В первом бидоне было в 3 раза больше молока , чем во втором. После того как из первого бидона

Problem Analysis

We are given two containers, and the first container initially contains three times more milk than the second container. After transferring 10 liters of milk from the first container to the second container, the amount of milk in the first container becomes 4/3 of the amount in the second container. We need to find the initial amount of milk in each container.

Solution

Let's assume that the initial amount of milk in the second container is x liters. According to the problem, the first container initially contains three times more milk than the second container, so the initial amount of milk in the first container is 3x liters.

After transferring 10 liters of milk from the first container to the second container, the amount of milk in the first container becomes 4/3 of the amount in the second container. This can be expressed as:

(3x - 10) = (4/3)x

To solve this equation, we can multiply both sides by 3 to eliminate the fraction:

3(3x - 10) = 4x

Simplifying the equation:

9x - 30 = 4x

Moving the variables to one side:

9x - 4x = 30

5x = 30

Dividing both sides by 5:

x = 6

So, the initial amount of milk in the second container is 6 liters.
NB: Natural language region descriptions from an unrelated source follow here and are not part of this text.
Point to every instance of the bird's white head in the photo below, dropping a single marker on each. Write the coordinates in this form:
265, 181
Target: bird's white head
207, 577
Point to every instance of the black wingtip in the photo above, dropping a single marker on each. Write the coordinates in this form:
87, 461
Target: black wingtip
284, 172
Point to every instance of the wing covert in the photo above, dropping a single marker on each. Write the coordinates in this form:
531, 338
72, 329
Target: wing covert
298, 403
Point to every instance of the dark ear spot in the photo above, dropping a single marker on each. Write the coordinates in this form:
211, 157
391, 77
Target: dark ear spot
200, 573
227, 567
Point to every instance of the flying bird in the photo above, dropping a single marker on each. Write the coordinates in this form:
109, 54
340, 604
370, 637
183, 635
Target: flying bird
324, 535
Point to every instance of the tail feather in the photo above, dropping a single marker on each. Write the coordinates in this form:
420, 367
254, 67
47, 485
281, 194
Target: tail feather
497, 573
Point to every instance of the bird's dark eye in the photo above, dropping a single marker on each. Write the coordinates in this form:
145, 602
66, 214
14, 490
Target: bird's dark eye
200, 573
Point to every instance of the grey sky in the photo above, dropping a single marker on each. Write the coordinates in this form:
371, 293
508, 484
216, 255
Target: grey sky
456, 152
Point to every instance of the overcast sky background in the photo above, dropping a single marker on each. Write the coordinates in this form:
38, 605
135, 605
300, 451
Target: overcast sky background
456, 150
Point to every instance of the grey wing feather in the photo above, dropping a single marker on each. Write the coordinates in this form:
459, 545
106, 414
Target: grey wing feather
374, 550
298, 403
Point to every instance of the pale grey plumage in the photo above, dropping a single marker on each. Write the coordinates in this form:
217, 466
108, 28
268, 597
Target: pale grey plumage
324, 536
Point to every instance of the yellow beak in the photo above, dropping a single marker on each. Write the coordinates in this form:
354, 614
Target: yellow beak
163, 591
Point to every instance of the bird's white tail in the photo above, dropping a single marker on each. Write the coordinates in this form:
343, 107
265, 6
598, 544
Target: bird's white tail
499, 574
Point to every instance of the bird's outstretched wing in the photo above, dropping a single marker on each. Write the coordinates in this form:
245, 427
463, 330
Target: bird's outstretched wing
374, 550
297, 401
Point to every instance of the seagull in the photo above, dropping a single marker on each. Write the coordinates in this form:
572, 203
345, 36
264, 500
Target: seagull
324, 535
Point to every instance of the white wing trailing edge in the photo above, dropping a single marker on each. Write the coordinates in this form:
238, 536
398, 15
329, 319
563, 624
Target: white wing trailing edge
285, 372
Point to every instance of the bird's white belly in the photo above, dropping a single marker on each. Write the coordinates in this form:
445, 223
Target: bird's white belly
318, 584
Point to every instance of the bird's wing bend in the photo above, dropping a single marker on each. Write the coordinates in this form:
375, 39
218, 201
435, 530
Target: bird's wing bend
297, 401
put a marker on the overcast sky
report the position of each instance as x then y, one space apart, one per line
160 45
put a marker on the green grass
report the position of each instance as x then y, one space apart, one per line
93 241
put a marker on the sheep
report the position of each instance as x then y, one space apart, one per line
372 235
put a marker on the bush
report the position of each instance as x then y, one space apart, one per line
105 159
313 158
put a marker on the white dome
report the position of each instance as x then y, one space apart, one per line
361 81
Since the first container initially contains three times more milk than the second container, the initial amount of milk in the first container is 3 times 6, which is 18 liters.

Therefore, there were 18 liters of milk in the first container and 6 liters of milk in the second container initially.

Answer

The initial amount of milk in each container was 18 liters in the first container and 6 liters in the second container.